Some of the components were designed to be stateless, meaning that they rely on no external services or data to operate. This includes Octopus, our results merging and ranking system; and the root of the retrieval engine, which fans out search requests to all the leaves. These services can thus be easily deployed with multiple instances, each of which can be automatically reprovisioned as failures occur. The problem is more challenging when it comes to the leaves instances, since they maintain the index data.
In Nautilus, each leaf instance is responsible for handling a subset of the search index, called a “partition.” We maintain a registry of all leaves and assign partitions to the leaves using a separate coordinator. The coordinator is responsible for ensuring continuous coverage for 100% of the partitions. When a new leaf instance is brought up, it stays idle until instructed by the coordinator to serve a partition, at which point it loads the index and then starts accepting search requests.
What happens if a leaf is in the process of coming online, but there is a search request for data in its partition? We deal with this by maintaining replicas of each leaf, which together are called “leaf replica groups.” A replica group is an independent cluster of leaf instances providing full coverage of the index. For example, to ensure 2X replication for the system, we run two replica groups, with one coordinator per group. In addition to making it simple to reason about replication, this setup provides operational benefits for doing maintenance, such as:
- New code can be rolled out to production without any availability-impact by simply deploying it to one group after another.
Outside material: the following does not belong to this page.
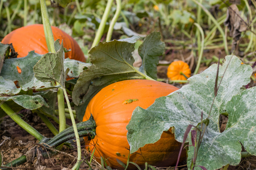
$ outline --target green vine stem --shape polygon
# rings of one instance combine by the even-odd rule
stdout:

- An entire group can be added or removed. This is particularly handy for doing hardware or OS upgrades. For example, a group running on new hardware can be added, and once it is fully operational, we can then decommission the group running on the older hardware.
In both of these cases, Nautilus is fully able to answer all requests throughout the entire process.
Each leaf group is over-provisioned with about 15% extra hardware capacity to have a pool of idle instances standing by. When the coordinator detects a drop in partition coverage (i.e., say a currently active leaf suddenly stops serving requests), it reacts by picking an idle leaf and instructing it to serve the lost partition. That leaf then performs the following steps:
- Download the index data associated with the partition from the index repository. This provides the leaf with a stale index since it was generated some time ago by the offline build system.
- Replay old mutations from the Kafka queue starting at the offset corresponding to when the index partition was built.
- Once these older mutations have finished being applied on top of the downloaded index, it means the leaf index is up to date. At that point the leaf goes into serving mode and starts processing queries.